Monday, April 20, 2020
Buying a Car During a Pandemic... Best of Times; Worst of Times
Why is today the “best of times” to buy a car? Auto manufacturers are fearful for their very existence. When the Covid-19 threat is behind us, many auto manufacturers won’t have survived. Ford’s bond rating was recently downgrade to “Junk” and all the major auto manufacturers have had their bond rating (cost to borrow money) downgraded. Ford, GM, Chrysler, and Nissan are likely candidates for bankruptcy.
The “auto-selling pie” has suddenly been radically reduced in size, and too many auto manufacturers are competing for a big enough slice of the smaller pie to survive. There’s simply not enough pie to go around. Survival is our most powerful instinct, and it motivates us to do things we would never otherwise do.
Auto manufacturers are offering huge discounts and financing terms that were unheard of before this pandemic. If you don’t remember anything else from this article, remember this: MAUFACTURER DISCOUNTS, REBATES, ZERO PERCENT FINANCING, NO PAYMENTS FOR SEVERAL MONTHS, AND LOWER LEASE PAYMENTS ARE TRUE, but CAR DEALERS ADS ARE MOSTLY UNTRUE.
Most car dealers have very large overhead expenses. The manufacturers require that they invest millions of dollars in large facilities for selling new and used cars, parts, service, and sometimes collision repair. The dealer can control some expenses like advertising, and he can reduce personnel expenses by layoffs. However, he still must pay his rent or mortgage payments, utilities, and the interest to finance the cars in his inventory. (almost all dealers borrow millions of dollars for this). This means that every car dealer has a certain level of sales and service that he must sell in order to break even and hopefully make a profit. A car dealer may average selling monthly 100 new vehicles, 75 used, and servicing 500 cars. This dealer was probably making a nice profit, maybe $100,000 per month. During the Coronavirus, dealer sales are off anywhere from 40% to 70%. This almost certainly causes him to lose a substantial amount of money monthly, because he’s selling cars and service below his breakeven point, about 75 new, 50 used and 350 service vehicles. After the car dealer has slashed the expenses that he can, he has only one choice to SURVIVE. He must raise the prices of the fewer cars he sells.

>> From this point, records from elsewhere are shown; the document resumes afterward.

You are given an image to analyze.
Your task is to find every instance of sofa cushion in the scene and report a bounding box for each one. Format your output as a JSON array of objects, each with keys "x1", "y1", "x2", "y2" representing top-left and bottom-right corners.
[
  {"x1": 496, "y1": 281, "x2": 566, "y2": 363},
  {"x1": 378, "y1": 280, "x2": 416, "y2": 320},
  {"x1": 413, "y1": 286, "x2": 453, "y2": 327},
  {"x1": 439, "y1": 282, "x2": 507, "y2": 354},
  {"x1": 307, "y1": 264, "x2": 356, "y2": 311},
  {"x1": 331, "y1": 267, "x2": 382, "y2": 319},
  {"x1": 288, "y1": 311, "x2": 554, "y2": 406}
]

If you’re a regular reader of my articles, you know that car dealers sell each car at different prices to every buyer. A Ford dealer will typically sell an identically equipped F150 truck (same MSRP) at different prices to every buyer during a given month. The profits on this truck can range from $100 to $5,000 or even higher. Dealers can do this by their “smoke and mirrors” unfair and deceptive sales practices. They’ll undervalue your trade-in allowance, charge you a high interest rate, make you believe they’re giving you a large discount by falsifying the MSRP, or add hidden fees and dealer installed accessories that you don’t realize you’re paying for.
The very real and generous discounts being offered by auto manufacturers make it easier for car dealers to raise their price to you. When you negotiate to buy their car, they’ll try to make you focus on the special deals offered by the manufacturer, like “no payments for 6 months and zero percent for 72 months”. Remember, this is a discount being absorbed by the manufacturer, not the dealer*. When you buy your next new car, you automatically get the manufacturers’ discounts, but you still must FIGHT for the dealer’s discounts. In fact, you’ll have to fight harder than ever because that dealer must average a higher profit per car than before the Coronavirus pandemic to SURVIVE. You’re buying one car and that same car will be sold to several other buyers during the month. You want to be the shrewd buyer that paid this dealer $100 profit, not the ones that paid $2,000 to $10,000!
You do this by remembering or rereading my articles on using competition to get the lowest price. Shop at least 3 car dealerships online after having chosen the exact year-make-model car you will buy. Shop your trade-in value separately and your financing separately. Beware hidden fees and dealer installed accessories and never commit to buy unless you have a bonified out-the-door -price. The definition of an out-the-door price is the amount of money you write out a check for, hand to the car salesman, and drive your new car home.
With the Coronavirus pandemic it’s mandatory that you do your car shopping and buying online. You should be able to do this without ever having to visit the dealership or interact with a salesman. The dealer should consummate the purchase and financing online and deliver your car to home.
Good luck and I pray for the safety of you and your family.
*Although special offers that are coming directly from the manufacturer are legitimate, you must also be careful to read the fine print. For example, Ford is offering "no payments for six months." Three of the months are deferred payments for which you will still be charged interest. The other three months are being "paid for" by Ford, but your rebate is less... you are actually paying more for the car!